Why not use an off-the-shelf SAP MCP server?

Community MCP servers exist, but for production use in a B2B SaaS product touching customer data, they’re not a fit. Vague tool descriptions, no two-phase confirmation for writes, no per-customer configuration model, security patterns that haven’t been tested against real agent behavior. Fine for a demo, not yet for production. And beyond the technical gaps, SaaS companies serving enterprise customers generally prefer to own the code outright rather than depending on a community maintainer. Enterprises ask sharp questions about vendor dependencies during security reviews, and “a maintainer on GitHub” isn’t the answer they want to hear.

What was the biggest risk that didn’t materialize?

Sandbox procurement. Clients often assume this will take weeks and block the whole project. Because we already maintain sandbox environments for all major ERPs — S/4HANA, NetSuite, Dynamics 365 — it was a non-issue from day one. We started building the same week the engagement kicked off.

What’s the biggest thing you’d tell another SaaS team planning this?

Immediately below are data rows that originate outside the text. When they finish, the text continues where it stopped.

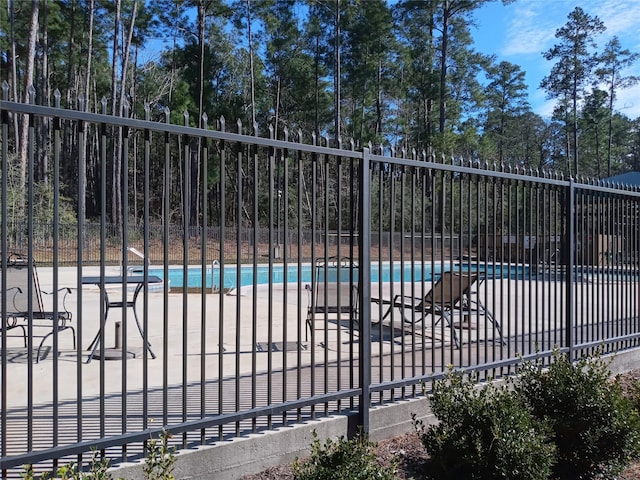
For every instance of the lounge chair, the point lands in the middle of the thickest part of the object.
(27, 305)
(333, 296)
(450, 293)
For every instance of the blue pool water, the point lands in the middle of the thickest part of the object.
(234, 276)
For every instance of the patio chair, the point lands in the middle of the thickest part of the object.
(334, 295)
(450, 293)
(31, 310)
(10, 322)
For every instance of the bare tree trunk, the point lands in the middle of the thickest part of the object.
(87, 83)
(46, 89)
(28, 81)
(253, 93)
(116, 206)
(14, 72)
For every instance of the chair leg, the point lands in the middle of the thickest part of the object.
(60, 329)
(447, 319)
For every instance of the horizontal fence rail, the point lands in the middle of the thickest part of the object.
(253, 282)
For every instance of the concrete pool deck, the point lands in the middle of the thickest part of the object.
(232, 346)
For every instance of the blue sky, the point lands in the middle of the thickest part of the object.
(521, 31)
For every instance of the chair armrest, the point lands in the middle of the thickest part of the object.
(67, 291)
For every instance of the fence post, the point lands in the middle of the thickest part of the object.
(364, 285)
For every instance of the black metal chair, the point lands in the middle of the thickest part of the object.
(450, 293)
(333, 296)
(27, 305)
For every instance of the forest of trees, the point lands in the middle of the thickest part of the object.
(401, 73)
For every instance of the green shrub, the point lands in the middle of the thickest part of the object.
(483, 433)
(98, 470)
(342, 460)
(160, 459)
(595, 426)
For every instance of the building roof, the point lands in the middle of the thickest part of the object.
(627, 178)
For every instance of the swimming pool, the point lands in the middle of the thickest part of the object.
(235, 276)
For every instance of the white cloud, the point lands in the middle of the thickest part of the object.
(628, 102)
(529, 28)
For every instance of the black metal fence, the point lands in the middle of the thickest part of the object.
(339, 279)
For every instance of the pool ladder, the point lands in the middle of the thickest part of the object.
(215, 288)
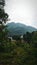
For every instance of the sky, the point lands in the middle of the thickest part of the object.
(22, 11)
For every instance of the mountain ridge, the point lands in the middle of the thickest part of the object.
(19, 29)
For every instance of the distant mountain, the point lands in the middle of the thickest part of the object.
(19, 29)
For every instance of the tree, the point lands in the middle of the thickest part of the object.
(3, 20)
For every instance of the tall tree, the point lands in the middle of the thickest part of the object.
(3, 20)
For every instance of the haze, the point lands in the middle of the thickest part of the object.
(22, 11)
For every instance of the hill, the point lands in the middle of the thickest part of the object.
(19, 29)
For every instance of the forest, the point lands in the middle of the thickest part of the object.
(17, 52)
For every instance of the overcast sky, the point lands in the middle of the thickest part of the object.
(23, 11)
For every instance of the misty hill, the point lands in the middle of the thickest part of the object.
(19, 29)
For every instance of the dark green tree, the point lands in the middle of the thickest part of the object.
(3, 20)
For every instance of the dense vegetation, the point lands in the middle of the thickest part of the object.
(17, 52)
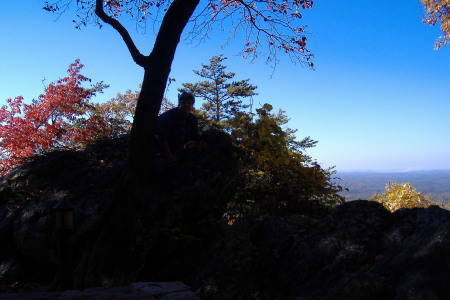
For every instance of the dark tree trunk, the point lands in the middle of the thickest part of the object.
(119, 252)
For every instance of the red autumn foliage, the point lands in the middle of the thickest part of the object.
(57, 119)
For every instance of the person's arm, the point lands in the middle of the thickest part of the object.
(165, 149)
(164, 126)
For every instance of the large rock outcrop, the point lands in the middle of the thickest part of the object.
(357, 251)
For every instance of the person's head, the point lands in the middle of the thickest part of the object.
(186, 102)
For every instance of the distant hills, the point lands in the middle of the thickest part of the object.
(363, 184)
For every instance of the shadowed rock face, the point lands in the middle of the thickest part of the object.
(358, 251)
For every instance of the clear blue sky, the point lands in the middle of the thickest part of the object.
(378, 99)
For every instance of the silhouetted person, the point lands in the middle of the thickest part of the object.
(176, 129)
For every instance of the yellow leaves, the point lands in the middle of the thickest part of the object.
(402, 195)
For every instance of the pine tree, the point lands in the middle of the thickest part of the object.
(222, 97)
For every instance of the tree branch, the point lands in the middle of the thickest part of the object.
(135, 54)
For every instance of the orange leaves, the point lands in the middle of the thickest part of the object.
(55, 119)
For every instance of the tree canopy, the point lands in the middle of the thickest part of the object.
(267, 24)
(438, 11)
(222, 97)
(58, 118)
(402, 195)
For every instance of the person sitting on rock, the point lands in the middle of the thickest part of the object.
(176, 129)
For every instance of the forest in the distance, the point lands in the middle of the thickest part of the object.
(362, 185)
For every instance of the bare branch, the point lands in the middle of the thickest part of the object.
(135, 54)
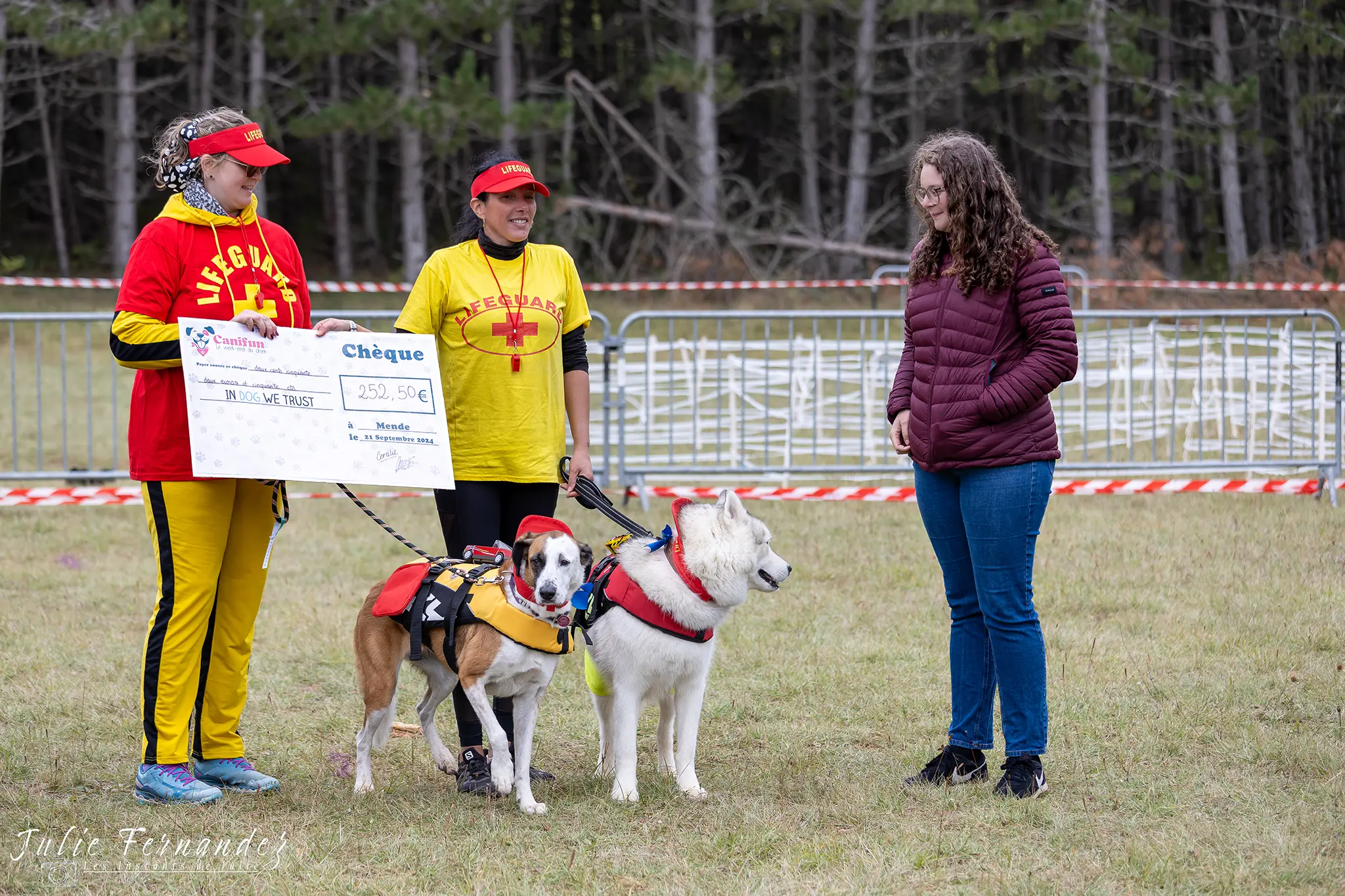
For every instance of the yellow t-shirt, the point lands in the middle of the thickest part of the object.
(503, 423)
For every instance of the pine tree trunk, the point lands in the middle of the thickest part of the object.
(341, 182)
(1317, 156)
(506, 81)
(192, 16)
(369, 211)
(1168, 147)
(1098, 142)
(659, 194)
(808, 123)
(124, 152)
(58, 219)
(1259, 167)
(209, 37)
(257, 88)
(1301, 182)
(707, 113)
(5, 89)
(1229, 181)
(412, 152)
(861, 123)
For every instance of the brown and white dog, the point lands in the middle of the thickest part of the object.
(552, 566)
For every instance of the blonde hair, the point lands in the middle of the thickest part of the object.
(170, 148)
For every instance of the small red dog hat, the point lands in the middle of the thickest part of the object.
(537, 524)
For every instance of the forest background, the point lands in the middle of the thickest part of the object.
(694, 137)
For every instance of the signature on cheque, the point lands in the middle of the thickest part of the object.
(400, 463)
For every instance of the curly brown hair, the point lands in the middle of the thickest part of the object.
(988, 233)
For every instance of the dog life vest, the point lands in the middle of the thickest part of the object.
(423, 595)
(613, 587)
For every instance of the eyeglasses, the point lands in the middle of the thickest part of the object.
(934, 194)
(250, 171)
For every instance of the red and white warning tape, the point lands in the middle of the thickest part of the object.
(91, 496)
(1059, 486)
(649, 286)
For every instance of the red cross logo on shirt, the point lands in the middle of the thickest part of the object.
(514, 330)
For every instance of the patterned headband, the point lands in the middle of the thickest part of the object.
(177, 177)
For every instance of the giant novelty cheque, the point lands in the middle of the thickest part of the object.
(343, 408)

Plan for your tool descriptions to be rewritten once you see your actual agent use them. Budget serious time for that iteration — watch the agent call the tool, see where it misfires, adjust, repeat. And more broadly: expect to spend more time learning the ERP than writing code. In today’s world with tools like Claude, coding is the part that takes the least amount of time. What takes time is understanding the system you’re connecting to, testing what’s actually happening under the hood, and getting the tool descriptions right. If your team hasn’t worked with S/4HANA before, that learning curve is the real cost — not the implementation.